La série Best Make est faite à partir de bruyères sans aucun point de mastic. En plus, les tuyaux sont faits main, ce qui ne signifie pas pour autant qu’ils brillent par leur confort. Au niveau esthétique, pas de surprises : du classicisme anglais de bon aloi. Par contre, ce qui, à mes yeux, démarque vraiment ces pipes discrètes, c’est leur goût : dès le premier fumage, elles se sont toutes données avec grâce et d’emblée elles se sont mises à développer des saveurs exquises. Depuis, elles me servent avec une fidélité et une constance admirables. Faut-il en conclure que des décennies de séchage dans quelque tiroir les ont sublimées ? Ca en a tout l’air.

Becker & Musico

Dans un moment d’égarement, j’ai vendu trois ou quatre Becker & Musico, marque maintenant défunte qui était le fruit de la collaboration entre Paolo Becker et Massimo Musico. Ayant en ma possession quatre Paolo Becker, plus finement travaillées et finies avec davantage de soin, j’étais convaincu que les B&M ne me manqueraient pas. Erreur. Ces pipes au rapport qualité/prix difficilement battable, je m’en souviens jusqu’à ce jour avec une nostalgie certaine. De facture italienne, les Becker & Musico se distinguaient de leurs compatriotes par une esthétique élégante et classique tout anglaise. D’ailleurs, même leur goût sombre et profond rappelait davantage la saveur des Dunhill ou des Ashton que celle, cristalline, des Castello.

Heureusement, il m’en reste une. Par ses proportions surdimensionnées elle est atypique. Ca ne l’empêche pas de produire avec une intensité remarquable ce goût typique qu’on associe d’habitude à l’oil curing que subissaient les grandes anglaises.
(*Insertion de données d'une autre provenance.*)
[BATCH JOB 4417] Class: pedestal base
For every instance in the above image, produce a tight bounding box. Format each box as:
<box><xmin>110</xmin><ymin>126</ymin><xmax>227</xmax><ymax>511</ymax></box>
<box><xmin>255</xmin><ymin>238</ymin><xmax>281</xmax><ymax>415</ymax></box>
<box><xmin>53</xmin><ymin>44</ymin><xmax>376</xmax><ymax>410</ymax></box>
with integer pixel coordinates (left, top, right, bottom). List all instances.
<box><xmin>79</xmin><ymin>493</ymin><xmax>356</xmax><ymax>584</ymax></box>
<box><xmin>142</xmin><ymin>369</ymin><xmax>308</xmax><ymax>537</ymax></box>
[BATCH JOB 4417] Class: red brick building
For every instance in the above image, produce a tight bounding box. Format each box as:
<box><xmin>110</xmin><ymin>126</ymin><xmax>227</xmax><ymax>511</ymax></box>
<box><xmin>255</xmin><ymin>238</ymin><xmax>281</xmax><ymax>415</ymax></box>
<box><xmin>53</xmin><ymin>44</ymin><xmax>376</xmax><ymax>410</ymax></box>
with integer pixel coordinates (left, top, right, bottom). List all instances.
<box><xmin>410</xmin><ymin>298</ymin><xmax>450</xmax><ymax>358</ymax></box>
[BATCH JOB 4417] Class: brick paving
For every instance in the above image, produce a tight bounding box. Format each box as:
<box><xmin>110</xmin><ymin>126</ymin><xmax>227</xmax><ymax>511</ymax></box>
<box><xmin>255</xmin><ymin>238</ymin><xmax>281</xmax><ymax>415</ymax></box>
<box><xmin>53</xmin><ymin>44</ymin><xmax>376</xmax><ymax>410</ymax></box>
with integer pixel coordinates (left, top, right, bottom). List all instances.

D’accord, elle est lourde et passablement encombrante et son tuyau en acrylique n’est pas des plus fins. Mais pour de longs moments de plaisirs latakien devant la télé, elle m’est irremplaçable.

Bonacquisti, Paul

J’ai un faible pour les sablées en finition tan, j’adore les variantes sur le thème bulldog et rhodesian, j’ai de la sympathie pour les bent balls. Donc quand j’ai découvert cette pipe au moment même où Paul Bonacquisti était en train de mettre à jour son site, je n’ai fait ni une ni deux : cette bouffarde, il me la fallait. Malgré un tuyau en acrylique. Je ne l’ai jamais regretté. Et pour plusieurs raisons.

Tout d’abord, chaque fois que je regarde cette bullmoose virile, elle continue à ne pas me laisser indifférent. En vérité, c’est exactement le genre de pipe que, tous comptes faits, je préfère : une pipe assez terre à terre, un outil de fumage solide et fidèle qui, malgré son classicisme évident, arrive pourtant à se démarquer grâce à sa personnalité bien marquée. Et de la personnalité, elle en a à revendre.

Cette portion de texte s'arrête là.